Malindi
After five years in the writing, my book The Zanzibar Chest is coming out in July. Based on the advice of my friend Toby Young, whose New York memoir How to Lose Friends and Alienate People has been such a success, I realised I had to make every effort to promote it myself. Toby lives in Shepherd’s Bush. I live on a ranch in Kenya’s remote Laikipia plateau, where we don’t even have a phone. I saw this was going to be difficult.
‘Think of some news hooks,’ Toby advised by email. But whereas he had stories of cocaine-snorting celebrities in Soho’s fashionable clubs to generate newspaper publicity, I had none of that. My book deals partly with nasty African wars, from Ethiopia to Rwanda. As Reuter correspondents we used to say that, in news terms, the death of one American equals ten Israelis, equals 100 Bosnians, equals 1,000 Africans. About 2 million people die in The Zanzibar Chest.
When I got to Nairobi and logged onto the Internet, to my dismay I saw that several websites advertised my story in the category ‘holidays and travel’. One website linked the book to a list of travel agents selling vacations to Indian Ocean beach destinations.

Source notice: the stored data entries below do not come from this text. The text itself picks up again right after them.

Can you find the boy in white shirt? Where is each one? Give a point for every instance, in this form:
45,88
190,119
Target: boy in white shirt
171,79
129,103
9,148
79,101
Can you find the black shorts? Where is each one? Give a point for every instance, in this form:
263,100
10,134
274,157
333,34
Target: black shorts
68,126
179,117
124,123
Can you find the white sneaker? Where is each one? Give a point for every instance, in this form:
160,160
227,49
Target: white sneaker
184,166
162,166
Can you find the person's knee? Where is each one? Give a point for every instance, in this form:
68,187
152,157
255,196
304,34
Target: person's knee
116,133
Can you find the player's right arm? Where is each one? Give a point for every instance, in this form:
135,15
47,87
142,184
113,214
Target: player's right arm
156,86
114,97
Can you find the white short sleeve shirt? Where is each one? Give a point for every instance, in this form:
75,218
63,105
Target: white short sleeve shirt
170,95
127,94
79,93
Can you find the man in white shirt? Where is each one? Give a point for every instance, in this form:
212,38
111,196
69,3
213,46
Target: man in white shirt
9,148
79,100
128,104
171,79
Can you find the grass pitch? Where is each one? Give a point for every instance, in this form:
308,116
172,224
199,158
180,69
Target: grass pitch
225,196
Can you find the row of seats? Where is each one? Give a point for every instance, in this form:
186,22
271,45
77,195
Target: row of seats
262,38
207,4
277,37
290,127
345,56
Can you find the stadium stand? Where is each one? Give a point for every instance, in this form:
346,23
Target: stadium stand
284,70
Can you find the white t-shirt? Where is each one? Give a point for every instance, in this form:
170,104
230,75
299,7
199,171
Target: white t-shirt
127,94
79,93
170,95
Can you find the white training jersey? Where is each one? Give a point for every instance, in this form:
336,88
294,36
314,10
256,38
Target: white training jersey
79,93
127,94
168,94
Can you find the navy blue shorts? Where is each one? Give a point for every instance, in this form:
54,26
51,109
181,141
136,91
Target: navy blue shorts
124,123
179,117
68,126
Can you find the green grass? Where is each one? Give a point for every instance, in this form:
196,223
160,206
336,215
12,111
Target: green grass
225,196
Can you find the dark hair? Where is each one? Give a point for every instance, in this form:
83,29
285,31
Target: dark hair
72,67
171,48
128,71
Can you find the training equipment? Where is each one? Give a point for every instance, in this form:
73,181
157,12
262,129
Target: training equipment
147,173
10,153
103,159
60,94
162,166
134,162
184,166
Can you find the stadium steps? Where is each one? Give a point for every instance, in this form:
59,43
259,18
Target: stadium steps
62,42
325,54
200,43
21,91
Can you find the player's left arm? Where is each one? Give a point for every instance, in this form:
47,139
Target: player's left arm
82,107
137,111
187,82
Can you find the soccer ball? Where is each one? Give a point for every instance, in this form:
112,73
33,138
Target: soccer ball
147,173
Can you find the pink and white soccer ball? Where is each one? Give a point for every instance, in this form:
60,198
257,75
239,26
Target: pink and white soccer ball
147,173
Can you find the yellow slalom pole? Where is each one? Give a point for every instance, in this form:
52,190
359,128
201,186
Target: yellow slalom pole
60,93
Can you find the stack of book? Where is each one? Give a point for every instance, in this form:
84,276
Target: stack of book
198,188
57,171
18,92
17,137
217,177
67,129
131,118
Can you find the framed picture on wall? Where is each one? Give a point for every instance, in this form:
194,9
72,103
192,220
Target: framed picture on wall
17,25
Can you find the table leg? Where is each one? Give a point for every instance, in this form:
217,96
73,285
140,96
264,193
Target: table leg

Toby had a brilliant strategy to promote his book through his email contacts. He succeeded in this to great effect. In the last year I have, therefore, assiduously collected just under 4,000 email addresses. Most of them are from round-robin emails like ‘Forward this message from the Dalai Lama to everybody you know and you will receive good luck within three days’. Another example is the email being circulated around the world, urging recipients to protest against the Japanese hobby of ‘bonsai kittens’, where cats are raised inside bottles.